Neda has been cleared of the charges by the local prosecutor’s office. But, astonishingly, her case now has to be ruled on by the state Supreme Court. It is yet to make a decision.
“Virginity tests don’t have any scientific basis and should be banned. The test is in violation of the country’s Constitution, Islamic law and international regulations,” Soraya Sobhrang, a commissioner at the Afghanistan Independent Human Rights Commission, told the BBC.

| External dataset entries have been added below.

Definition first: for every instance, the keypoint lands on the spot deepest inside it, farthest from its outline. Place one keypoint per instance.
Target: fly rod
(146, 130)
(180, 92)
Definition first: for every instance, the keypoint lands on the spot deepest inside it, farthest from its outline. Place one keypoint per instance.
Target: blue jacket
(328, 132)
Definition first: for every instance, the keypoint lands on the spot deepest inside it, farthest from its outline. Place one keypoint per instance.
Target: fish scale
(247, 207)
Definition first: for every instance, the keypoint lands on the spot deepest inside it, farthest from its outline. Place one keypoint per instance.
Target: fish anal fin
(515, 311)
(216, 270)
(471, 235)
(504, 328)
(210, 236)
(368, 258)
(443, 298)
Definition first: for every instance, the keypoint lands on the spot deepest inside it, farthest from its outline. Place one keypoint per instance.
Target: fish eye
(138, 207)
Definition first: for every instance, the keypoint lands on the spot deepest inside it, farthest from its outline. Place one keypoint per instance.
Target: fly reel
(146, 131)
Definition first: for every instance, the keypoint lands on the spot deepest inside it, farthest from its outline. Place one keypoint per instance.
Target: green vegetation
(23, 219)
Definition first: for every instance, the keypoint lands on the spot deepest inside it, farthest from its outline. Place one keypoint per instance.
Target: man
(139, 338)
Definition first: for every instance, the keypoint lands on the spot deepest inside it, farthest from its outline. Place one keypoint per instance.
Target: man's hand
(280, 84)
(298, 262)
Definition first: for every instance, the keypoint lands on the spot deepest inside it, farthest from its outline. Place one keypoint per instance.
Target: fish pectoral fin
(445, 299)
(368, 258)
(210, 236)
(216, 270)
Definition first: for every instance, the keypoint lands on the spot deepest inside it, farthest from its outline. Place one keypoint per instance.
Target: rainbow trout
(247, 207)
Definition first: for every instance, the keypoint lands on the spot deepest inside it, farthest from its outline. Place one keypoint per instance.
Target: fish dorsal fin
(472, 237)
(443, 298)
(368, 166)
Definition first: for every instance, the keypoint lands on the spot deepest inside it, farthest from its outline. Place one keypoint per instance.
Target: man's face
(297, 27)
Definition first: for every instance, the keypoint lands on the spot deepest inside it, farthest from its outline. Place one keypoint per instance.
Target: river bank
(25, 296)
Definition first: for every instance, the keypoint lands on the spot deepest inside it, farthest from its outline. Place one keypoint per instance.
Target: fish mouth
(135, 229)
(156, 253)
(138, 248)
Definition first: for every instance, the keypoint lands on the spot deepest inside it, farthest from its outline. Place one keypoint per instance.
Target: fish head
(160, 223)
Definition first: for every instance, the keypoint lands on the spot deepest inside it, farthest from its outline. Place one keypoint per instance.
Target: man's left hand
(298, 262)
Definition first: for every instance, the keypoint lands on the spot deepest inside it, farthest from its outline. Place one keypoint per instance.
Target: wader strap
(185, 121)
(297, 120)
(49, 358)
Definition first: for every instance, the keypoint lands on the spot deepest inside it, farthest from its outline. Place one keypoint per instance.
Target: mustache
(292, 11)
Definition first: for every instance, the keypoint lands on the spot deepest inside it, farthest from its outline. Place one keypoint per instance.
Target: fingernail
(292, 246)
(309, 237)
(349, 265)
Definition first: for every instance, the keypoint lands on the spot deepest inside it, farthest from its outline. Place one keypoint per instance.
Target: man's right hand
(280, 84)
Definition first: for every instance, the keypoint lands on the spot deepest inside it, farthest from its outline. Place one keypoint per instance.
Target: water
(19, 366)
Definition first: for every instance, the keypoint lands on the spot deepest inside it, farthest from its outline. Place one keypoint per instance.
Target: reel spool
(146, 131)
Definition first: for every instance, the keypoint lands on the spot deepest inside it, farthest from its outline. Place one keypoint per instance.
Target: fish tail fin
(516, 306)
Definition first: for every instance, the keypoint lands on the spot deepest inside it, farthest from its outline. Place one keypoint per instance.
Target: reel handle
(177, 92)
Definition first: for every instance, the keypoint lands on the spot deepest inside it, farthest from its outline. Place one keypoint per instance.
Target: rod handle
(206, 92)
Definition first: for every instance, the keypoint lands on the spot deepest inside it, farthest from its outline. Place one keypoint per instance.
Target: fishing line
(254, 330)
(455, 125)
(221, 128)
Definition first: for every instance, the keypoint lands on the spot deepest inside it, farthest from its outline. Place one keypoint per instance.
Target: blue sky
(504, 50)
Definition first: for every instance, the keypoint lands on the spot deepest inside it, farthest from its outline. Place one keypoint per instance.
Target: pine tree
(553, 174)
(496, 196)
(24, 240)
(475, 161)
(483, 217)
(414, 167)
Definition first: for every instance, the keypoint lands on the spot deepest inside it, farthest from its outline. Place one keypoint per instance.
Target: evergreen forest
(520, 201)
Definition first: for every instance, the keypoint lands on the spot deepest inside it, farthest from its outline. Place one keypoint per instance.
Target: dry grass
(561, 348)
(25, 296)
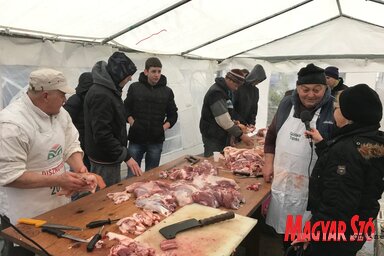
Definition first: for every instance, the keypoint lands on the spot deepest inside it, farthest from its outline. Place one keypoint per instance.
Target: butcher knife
(60, 233)
(44, 224)
(169, 232)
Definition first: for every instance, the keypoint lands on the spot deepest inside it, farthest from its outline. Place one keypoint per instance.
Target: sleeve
(341, 191)
(14, 146)
(223, 119)
(270, 138)
(72, 143)
(101, 110)
(171, 110)
(73, 106)
(128, 102)
(254, 109)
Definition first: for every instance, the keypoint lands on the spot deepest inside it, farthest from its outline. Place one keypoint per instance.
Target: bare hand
(315, 134)
(268, 172)
(247, 140)
(72, 181)
(135, 168)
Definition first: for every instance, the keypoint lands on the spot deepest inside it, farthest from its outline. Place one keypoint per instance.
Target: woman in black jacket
(347, 179)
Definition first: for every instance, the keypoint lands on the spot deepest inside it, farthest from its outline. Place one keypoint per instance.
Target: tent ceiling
(214, 29)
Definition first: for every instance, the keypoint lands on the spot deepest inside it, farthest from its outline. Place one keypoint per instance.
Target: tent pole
(106, 40)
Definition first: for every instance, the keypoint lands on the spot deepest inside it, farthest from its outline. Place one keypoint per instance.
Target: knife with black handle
(95, 238)
(169, 232)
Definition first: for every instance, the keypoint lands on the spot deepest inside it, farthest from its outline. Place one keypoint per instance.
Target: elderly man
(37, 137)
(216, 125)
(289, 158)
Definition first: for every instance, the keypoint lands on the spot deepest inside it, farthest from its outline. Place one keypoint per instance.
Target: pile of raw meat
(246, 161)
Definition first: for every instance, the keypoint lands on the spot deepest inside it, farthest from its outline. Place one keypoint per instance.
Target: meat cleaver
(169, 232)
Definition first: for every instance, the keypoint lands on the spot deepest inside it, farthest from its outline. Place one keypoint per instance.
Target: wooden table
(98, 206)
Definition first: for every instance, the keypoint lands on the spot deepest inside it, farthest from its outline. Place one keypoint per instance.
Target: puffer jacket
(347, 179)
(104, 119)
(246, 98)
(150, 106)
(75, 103)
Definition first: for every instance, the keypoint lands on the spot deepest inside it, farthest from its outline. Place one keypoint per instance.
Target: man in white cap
(37, 138)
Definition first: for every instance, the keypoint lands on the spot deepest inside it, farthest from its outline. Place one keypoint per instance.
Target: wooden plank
(98, 206)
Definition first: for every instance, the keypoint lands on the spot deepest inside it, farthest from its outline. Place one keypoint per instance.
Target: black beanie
(361, 104)
(120, 66)
(236, 75)
(332, 71)
(311, 74)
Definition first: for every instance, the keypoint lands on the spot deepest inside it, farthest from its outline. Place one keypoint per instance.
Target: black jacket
(246, 98)
(339, 87)
(75, 103)
(347, 179)
(209, 128)
(150, 106)
(105, 122)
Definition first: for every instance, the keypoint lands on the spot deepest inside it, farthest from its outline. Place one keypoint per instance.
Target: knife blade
(61, 234)
(44, 224)
(169, 232)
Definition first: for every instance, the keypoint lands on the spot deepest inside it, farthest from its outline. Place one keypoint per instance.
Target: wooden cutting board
(219, 239)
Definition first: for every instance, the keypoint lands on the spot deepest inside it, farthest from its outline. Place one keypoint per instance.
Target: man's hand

As a result of this archaic practice, businesses have popped up to capitalize on the suffering of women by promising to restore virginity by repairing their hymen. It’s beyond illegal and invasive, and it is also dangerous and expensive. However, a woman’s virginity is a highly-prized possession, seen as a symbol of modesty and purity. If a woman is thought to have had premarital sex, the public humiliation might accompany a prison sentence or even lead to an honor killing.
The third-world country has no official statistics, but anecdotal evidence suggests that the tests are a common occurrence in Afghanistan.
One female gynecologist interviewed, Bobani Haidari of Bamiyan Province, told the BBC that she can be asked to perform 10 virginity tests in a single day. And it’s not uncommon for women to have undergone multiple tests.
Forced virginity tests are legal in Afghanistan. The test is often ordered by prosecutors and law enforcement officers in cases where women are accused of committing “moral crimes.”